Secondo il sito Cei, nel 2019 il numero dei preti italiani è sceso sotto quota 40 mila: dal 1990 a oggi il numero dei sacerdoti è calato di 15 mila unità (una flessione del 27 per cento). Le ordinazioni hanno subito il drastico calo di un terzo nel primo quindicennio del nuovo millennio. Così pure per i seminaristi, diminuiti del 31%, per non parlare dei religiosi. Nel 2018 i preti diocesani erano 33.941, ma solo 30.985 ancora in grado di prestare un ministero attivo al servizio delle parrocchie. Secondo il torinese Franco Garelli, docente emerito di Sociologia all’Università di Torino, il dato più preoccupante è l’invecchiamento: «I preti con oltre 80 anni erano il 4,3% nel 1990; sono il 16,5% nel 2019; i preti con meno di 40 anni erano il 14% nel 1990; oggi sono non più del 10%». L’età media dei preti diocesani è passata dai 57 anni del 1990 ai 60 anni nel 2010, ai 61 anni nel 2019 con un inarrestabile processo di invecchiamento».
Secondo gli studi di Garelli, nel trentennio 1990-2019 a nord di Roma c’è un vero e proprio tracollo: Piemonte e Liguria registrano meno 32%; Emilia-Romagna e Triveneto -28%; Marche e Toscana -24%. Al Sud invece c’è una crescita: Calabria più 12%; Campania, Puglia e Basilicata (+7%). Un decennio separa i preti giovani della Basilicata (55,9 anni) da quelli più anziani del Triveneto (65,4 anni).
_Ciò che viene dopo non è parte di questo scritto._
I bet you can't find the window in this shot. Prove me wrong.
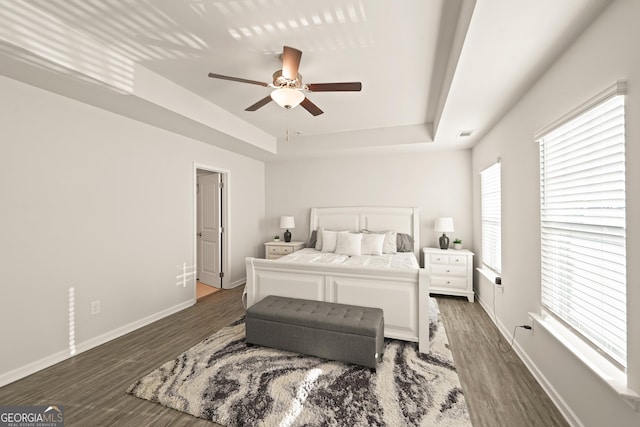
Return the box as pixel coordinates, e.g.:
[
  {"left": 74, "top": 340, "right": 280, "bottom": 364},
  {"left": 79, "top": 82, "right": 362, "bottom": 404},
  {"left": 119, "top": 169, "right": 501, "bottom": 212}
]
[
  {"left": 537, "top": 85, "right": 627, "bottom": 369},
  {"left": 480, "top": 162, "right": 502, "bottom": 274}
]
L’87,4 per cento dei seminaristi ha frequentato le superiori in una struttura statale e il 12,6% in una struttura paritaria; il 28,1% ha compiuto studi umanistici-classici; il 26,9% scientifici e il 23,2% tecnici; il 10,8% ha fatto studi professionali. Fino a qualche decennio fa, la quasi totalità dei candidati era in possesso di maturità classica. Quasi la metà (il 45,9%) ha frequentato l’università con indirizzi molto variegati. «La vocazione è un’opera artigianale che ha bisogno dell’apporto di molti per fiorire. Non riguarda solo i tempi più dedicati al discernimento – spiega don Gianola – ma intreccia il lavoro di molte mani. Più o meno consapevolmente ogni cura, ogni azione educativa, ogni passo compiuto insieme nella crescita e nello sviluppo di una vita contribuisce al formarsi della persona. Tutti i luoghi possono diventare spazi nei quali prendersi cura della vocazione, gli uni degli altri, prendersi cura della persona, intessere quel dialogo di stima e di ascolto che è terreno fecondo per la semina del Vangelo».
Nei Seminari italiani il 10 per cento proviene da altre parti del mondo e la metà frequenta un Seminario del Centro Italia. L’Africa è il continente maggiormente rappresentato: oltre un terzo dei seminaristi stranieri (38,5%) proviene dall’Africa, in particolare da Madagascar, Nigeria, Camerun e Costa d’Avorio. Dal continente europeo proviene provengono in particolare da Polonia, Albania, Romania e Croazia.